I next visited the Abbey, and some of the most beautiful cloisters I think I ever beheld. Hundreds of delicate columns of white marble, filagreed and inlaid with gold and mosaics, and with exquisite capitals, rose before me on all sides, which, with the fine tracery of the Gothic windows, formed a vista of perfect classic loveliness.
Afterwards, by the kind invitation of one of the monks, I visited the Convent refectory above. There were some good oil-paintings here; and I was pleased to see, by the number of schools within the building, that good work was being done by this wealthy Convent—now probably under the supervision of the Italian Government.
On returning, I had magnificent panoramic views of the valley and Palermo constantly before me. I was much amused, on my way back, to see the peasant women plaiting their daughters' hair outside their houses, on the high-road, and doing their best to beautify it by unblushingly introducing long artificial tresses! This was rather disappointing to my day-dreams, as I had so much admired Nature's rich dark clustering head-dress on the heads of the handsome Italian peasant women.

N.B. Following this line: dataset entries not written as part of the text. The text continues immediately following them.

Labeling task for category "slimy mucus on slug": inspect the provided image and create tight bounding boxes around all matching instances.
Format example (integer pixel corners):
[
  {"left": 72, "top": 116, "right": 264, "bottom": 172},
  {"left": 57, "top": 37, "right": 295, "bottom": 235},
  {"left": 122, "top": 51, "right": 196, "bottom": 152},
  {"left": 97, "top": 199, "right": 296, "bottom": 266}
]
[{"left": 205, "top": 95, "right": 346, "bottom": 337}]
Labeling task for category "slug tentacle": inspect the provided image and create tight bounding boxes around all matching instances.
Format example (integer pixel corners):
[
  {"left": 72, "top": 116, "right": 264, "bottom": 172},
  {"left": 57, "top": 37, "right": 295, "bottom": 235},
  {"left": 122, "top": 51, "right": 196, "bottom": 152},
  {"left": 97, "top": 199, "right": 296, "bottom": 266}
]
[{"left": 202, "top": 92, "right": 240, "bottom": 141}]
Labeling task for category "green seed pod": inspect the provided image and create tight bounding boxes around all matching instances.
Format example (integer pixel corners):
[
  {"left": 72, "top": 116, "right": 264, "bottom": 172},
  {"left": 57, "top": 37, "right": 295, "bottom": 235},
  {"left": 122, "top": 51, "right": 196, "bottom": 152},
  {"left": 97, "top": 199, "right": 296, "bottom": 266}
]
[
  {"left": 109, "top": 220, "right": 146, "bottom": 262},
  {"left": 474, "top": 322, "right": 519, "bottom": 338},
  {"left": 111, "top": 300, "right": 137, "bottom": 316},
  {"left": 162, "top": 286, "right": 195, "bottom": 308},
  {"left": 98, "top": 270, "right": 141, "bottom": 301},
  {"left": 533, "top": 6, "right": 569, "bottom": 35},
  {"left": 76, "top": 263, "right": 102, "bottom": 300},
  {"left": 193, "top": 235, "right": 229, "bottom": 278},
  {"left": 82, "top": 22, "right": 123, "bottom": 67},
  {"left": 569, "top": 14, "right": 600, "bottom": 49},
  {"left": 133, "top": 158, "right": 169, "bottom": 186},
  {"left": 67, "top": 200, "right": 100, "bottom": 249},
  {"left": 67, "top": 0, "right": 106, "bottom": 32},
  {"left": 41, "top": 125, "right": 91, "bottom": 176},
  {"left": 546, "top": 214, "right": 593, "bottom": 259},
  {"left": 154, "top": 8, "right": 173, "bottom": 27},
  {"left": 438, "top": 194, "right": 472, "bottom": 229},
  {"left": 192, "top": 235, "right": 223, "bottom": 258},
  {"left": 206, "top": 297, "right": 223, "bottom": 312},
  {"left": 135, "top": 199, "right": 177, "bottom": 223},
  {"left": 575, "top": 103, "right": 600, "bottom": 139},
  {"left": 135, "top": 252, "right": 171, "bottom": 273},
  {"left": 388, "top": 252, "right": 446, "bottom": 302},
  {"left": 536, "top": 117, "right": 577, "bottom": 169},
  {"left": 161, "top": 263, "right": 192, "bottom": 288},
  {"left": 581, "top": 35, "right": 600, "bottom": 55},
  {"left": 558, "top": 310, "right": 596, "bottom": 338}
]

There is a nice little English church at Palermo, near the Street of Palms, and I quite enjoyed the service, everything was so bright and peaceful. There was a goodly gathering of English folk assembled within its walls.
Near the Royal Palace, in the Via Toledo, is the Cathedral, a fine Gothic pile of very striking appearance, standing well back in the piazza, its rather quaint Campanile separated from it by a narrow street arched over. The principal porch is in the form of a very beautiful arch; the interior in the Corinthian style, and chiefly interesting for the beauty and richness of the high altar. In one of the chapels are the tombs of Roger II. and the Emperor Frederic, and those of their respective families.
There are several other churches in Palermo well worth a visit. St Domenico, which is built in the Doric style, is one of these; but perhaps the most interesting of all is the ruined church of St. Giovanni, erected by King Roger in 1132, and which was evidently in the style of a Byzantine Mosque, with its numerous arches, low roof, and domes. On leaving this building, and thanking the keeper for explaining its antiquities to me, I found he belonged to one of the most ancient Eastern orders of the Masonic craft—a gratifying proof to me of the wonderful ramifications of this powerful charitable fraternity. The Church of Martorana is in a semi-Gothic and Saracenic style of architecture, and was built by one of King Roger's admirals in 1113-1139; it has some very beautiful mosaics. Some of the palaces of the nobility are open to visitors, and contain much of an interesting description.
Within an easy walk, towards the Monreale road, are the catacombs of the Capuchin monastery, which is situated a little off from the high-road, and looks an unpretentious kind of building. A monk guided me through the clean, well-lighted subterranean passages, and it was not without some feeling of dread that I saw on each side of me tiers of the decaying skeletons of monks, suspended against the walls, and looking down upon me with their poor hideous mouldering visages. I almost feared the ropes round these skeleton bodies would give way, and that the bones would come tumbling down upon me. The Capuchin, with a somewhat humorous smile on his worn, kindly face, reassured me, and said that when at last they fell to pieces, the remains were carefully collected and religiously locked away within an iron door in one of the walls. There were several lively cats jumping about from coffin to coffin, and these were looked upon with a most compassionate and friendly air by my good monk, as assisting him to preserve the bones of his comrades from moth and mouse—whether the old Sicilian superstition with regard to the sacredness of the feline species had also anything to do with it, I cannot say. There is a saddening sort of feeling in entering these homes of the dead—
"To see skull, coffin'd bones, and funeral state;
Pitying each form that hungry Death had marr'd,
And filling it once more with human soul."
After going through some hundred yards of this vast tomb, I felt glad to return to the sunlight and pure air of the living world.
On the road to Monreale there is an interesting botanical garden, where I saw some very fine specimens of plants entirely new to me—camphor, coffee, castor oil, and others. There are many beautiful gardens in Palermo, besides the delightful public one known as the "Flora," which afforded such a charming and refreshing outlook from the Hotel de France, where I was staying.